- Developer: Introversion Software
- Release: Suspended
- Genre: Real-time strategy

= Subversion (video game) =

Subversion was a planned game from Introversion Software. It makes heavy use of procedurally generated content. A generator capable of building a model city, complete with buildings, roads and highways was demonstrated at an Imperial College Games and Media event. Development of the software is being documented in the Introversion Software blog. In May 2008, lead developer Chris Delay discussed the game in an interview with Eurogamer.
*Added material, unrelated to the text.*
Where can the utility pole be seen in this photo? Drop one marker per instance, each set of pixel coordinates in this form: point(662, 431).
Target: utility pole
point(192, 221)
According to Chris Delay, he had always wanted to know what game developers went through when they developed games, so he made the approach with Subversion. In Subversion, the player takes on the role of a criminal mastermind orchestrating a theft from a secured building:

Subversion is going to be set in a modern High Tech environment, with you taking "mission control" over a team of skilled operatives in a hostile High Security building. You will be using Sabotage, Social Engineering and Grifting, custom Electrical and Mechanical devices, Distractions, Hacking, Stealth, Acrobatics, Precision demolitions, Trickery, whatever gets the job done. In the best case scenarios your enemies will never know you were even there. When things go wrong, a well prepared escape plan and well timed precision violence will get you out of a tight spot - or maybe not.

On October 17, 2011 Introversion posted on their blog that the game has been put on hold as they had lost the focus of the gameplay which made them decide to focus their efforts on developing a new game. Subversion however is not canceled, and they'll return to it once they'll "rethink [it] from top to bottom". Since then, it has been known through the Prison Architect art book that the game has since been canceled.

==BAFTA demonstration==
Chris Delay gave a live demonstration of an early build of Subversion at the Darwinia+ launch event at BAFTA on February 19, 2010 and was later announced on the Subversion blog on February 21, 2010.

At the BAFTA event, Chris Delay controlled one of a number of agents, each represented as a green "lily pad" placeholder. The agents left behind a trail of footsteps as they moved. The agent was directed around a wireframe building. Delay noted the resemblance to Pac-Man. Only parts of the building were revealed initially, such as parts visible through windows.

The agent was directed around the building, revealing detailed features, including toilets. The building was populated with other people, each represented as a red lily pad. The door locks and other obstacles were also shown in red. Delay said that red means bad, similar to Darwinia.

The agent was shown using a machine gun to blow the lock off a door. The machine gun fire was represented as a red wireframe cone.

The other people in the game were shown to exit the building in response to danger. Buildings were also populated by security guards who tracked down and electrocuted the first agent.

There is also a currently unfinished hacking element that Chris Delay demonstrated by taking control of all the cameras in the building. This revealed the layout of the entire building. A second agent blew up a server room to complete the mission.

Delay described the development as now taking place from the "bottom-up" rather than the "top-down" approach used to generate the procedurally-generated cities.

==Development diary==
Developer Chris Delay regularly describes the process of developing the game. In the August 2010 blog post, he talked about his new 'sprinting' development methodology, and explained how the sound would work in the new game. The blog frequently features videos, but until recently nothing on the gameplay has been revealed, only technology.

==Suspension==
On October 17, 2011, Chris Delay posted on the development diary that the project would be stopped and that they were currently working on a new project, entitled Prison Architect. The reason given for this was because the game had lost most of its "core" and that the developers were relying on a lot of scripting to make the game even playable. "The game was more fun to create than it will ever be for someone playing it". Thus the project is currently not being developed further, and though it might be completed, Chris says, that will only be in the future.